Investigators searched Tuesday for one or more arsonists behind a string of stubborn wildfires that have destroyed or damaged more than 160 homes on Florida's Atlantic coast.
Firefighters in Brevard County were trying for the third day to contain fires that have scorched an estimated 10,000 acres, or more than 15 square miles, in and around the neighboring towns of Palm Bay and Malabar.
Though the high winds fueling the flames Monday had slowed significantly, officials worried about the flames spreading quickly in the dry conditions.
"We desperately need rain," said Palm Bay Fire Marshal Mike Couture. "We don't have any, and we're not projected to get any anytime soon."

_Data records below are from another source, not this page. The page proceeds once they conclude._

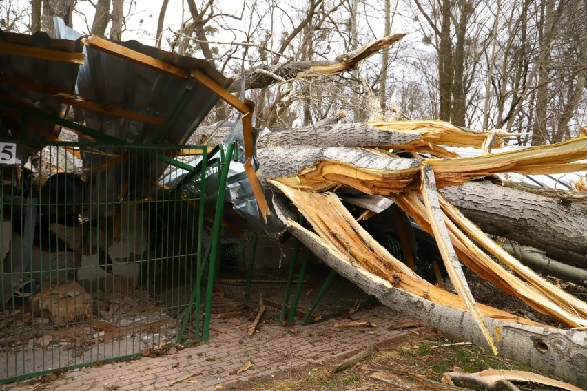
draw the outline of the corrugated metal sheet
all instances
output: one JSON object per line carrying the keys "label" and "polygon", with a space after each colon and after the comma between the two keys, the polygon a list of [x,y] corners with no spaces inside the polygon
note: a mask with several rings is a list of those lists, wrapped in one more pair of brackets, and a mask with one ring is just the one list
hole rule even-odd
{"label": "corrugated metal sheet", "polygon": [[[526,147],[506,146],[494,149],[493,154],[519,151]],[[462,158],[474,158],[481,156],[481,150],[477,148],[457,148],[450,149]],[[511,180],[519,182],[526,184],[539,186],[550,189],[568,191],[570,189],[571,184],[577,182],[581,176],[587,174],[587,171],[570,172],[549,175],[522,175],[517,173],[507,173],[507,176]]]}
{"label": "corrugated metal sheet", "polygon": [[[74,53],[81,53],[83,48],[79,39],[51,39],[42,32],[25,35],[0,30],[0,41]],[[3,76],[32,81],[70,94],[74,93],[79,66],[72,63],[0,53],[0,74]],[[32,106],[60,117],[65,115],[67,106],[50,95],[3,83],[0,83],[0,93],[5,101]],[[20,114],[6,107],[0,107],[0,114],[2,122],[0,123],[0,137],[19,140],[23,145],[46,139],[40,134],[39,128],[54,136],[57,136],[61,130],[61,127],[53,123],[37,118],[30,118],[28,127],[19,127]],[[21,160],[24,161],[33,151],[27,147],[19,148],[17,155]]]}
{"label": "corrugated metal sheet", "polygon": [[[70,39],[81,35],[67,27],[63,20],[54,20],[58,36]],[[192,71],[198,70],[222,87],[227,88],[232,80],[225,78],[209,63],[201,59],[180,56],[146,46],[136,41],[116,42],[128,49],[154,59]],[[102,105],[165,118],[163,125],[146,124],[90,110],[78,109],[79,120],[87,126],[130,144],[183,145],[201,123],[218,101],[217,95],[191,80],[183,80],[140,63],[85,47],[85,63],[80,67],[76,90],[84,98]],[[162,129],[162,127],[165,127]],[[117,151],[122,153],[123,149]],[[84,166],[92,167],[99,158],[83,154]],[[148,193],[150,180],[158,179],[167,165],[158,160],[143,160],[140,155],[118,167],[87,178],[94,186],[129,182],[130,198]],[[143,172],[143,178],[129,178],[126,173]],[[136,194],[133,194],[135,193]],[[119,189],[100,188],[95,196],[100,200],[115,200]]]}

All 18 schools in Palm Bay were closed Tuesday. Smoke and the proximity of the flames have caused the intermittent closure of major highways in the area, including a 34-mile section of Interstate 95 south of the fires that was closed again midmorning Tuesday.
"Flames are coming onto the interstate," Florida Highway Patrol Trooper Kim Miller said.
Palm Bay fires contained
Authorities said they had "a majority" of the Palm Bay fires contained and were getting better control over the fires in Malabar, where firefighters slept in shifts on cots lined up in the volunteer fire station.
Palm Bay police were working with the state fire marshal's office and Brevard County Fire Rescue to investigate who set an estimated nine fires that spread into a larger, uncontrollable blaze.
"Some are caused by embers that are flying, but the locations of the fires indicated that these were initiated separately, which makes us firmly believe that an individual or individuals was involved in setting those," Police Chief Bill Berger said.
Palm Bay Fire Marshal Mike Cotoure said that 62 homes there were destroyed, a loss of $9 million, and that 100 more were damaged. At least four homes in the rest of the county were ruined, officials said.
Saving some homes
Neighborhoods built into dense woods were surrounded by ashes, twisted limbs and charred tree trunks where the fires raged through. Many homes, however, were saved.
Angel Pagan, a 35-year-old salesman, watched Tuesday as firefighters hosed down the smoldering woods surrounding his home. A night earlier, he neighbors used garden hoses and buckets of water to douse the flames. Pagan sent his wife and their young sons, ages 1 year old and 1 month, to stay with a relative.
"I cannot believe it; my house was surrounded, and my house did not go up," Pagan said. "It's pure luck, and God."
Across the street, a stucco home was charred and crumbling. On it was duct-taped a bright red note from the building inspector: "Totaled."
"We saved a lot of them. The fire department got here and their house was already on fire," Pagan said, gesturing across the street.
Wielding shovels, garden hoses
A few miles away, Barry Self, an off-duty Palm Bay police officer, was shoveling dirt over still-smoldering patches of woods across the street from his home. He and two neighbors also used garden hoses late into the night to ward off the fire as it skipped across their yards. Self lost his backyard fence and was without electricity Tuesday afternoon, but he said he considers himself fortunate.
"It looks like a little war zone," Self said of the area. "And we're lucky compared to a lot of people. I'm very lucky. I drove around this morning and saw a bunch of houses just totaled to the ground. It's unbelievable, it really is."
Gov. Charlie Crist on Tuesday toured the area, which he has declared a state of emergency. Federal officials have authorized funding to reimburse the state's firefighting costs in Brevard County.
Meanwhile, firefighters in Southern California were battling a 30-acre wildfire Tuesday that was scorching forest land about 45 miles northeast of Los Angeles.
The blaze on Mount Baldy, in Angeles National Forest, was burning at about 7,000 feet Tuesday as stiff winds began blowing, said U.S. Forest Service spokeswoman Kathy Peterson.
No evacuations have been reported, and it’s unclear what started the blaze.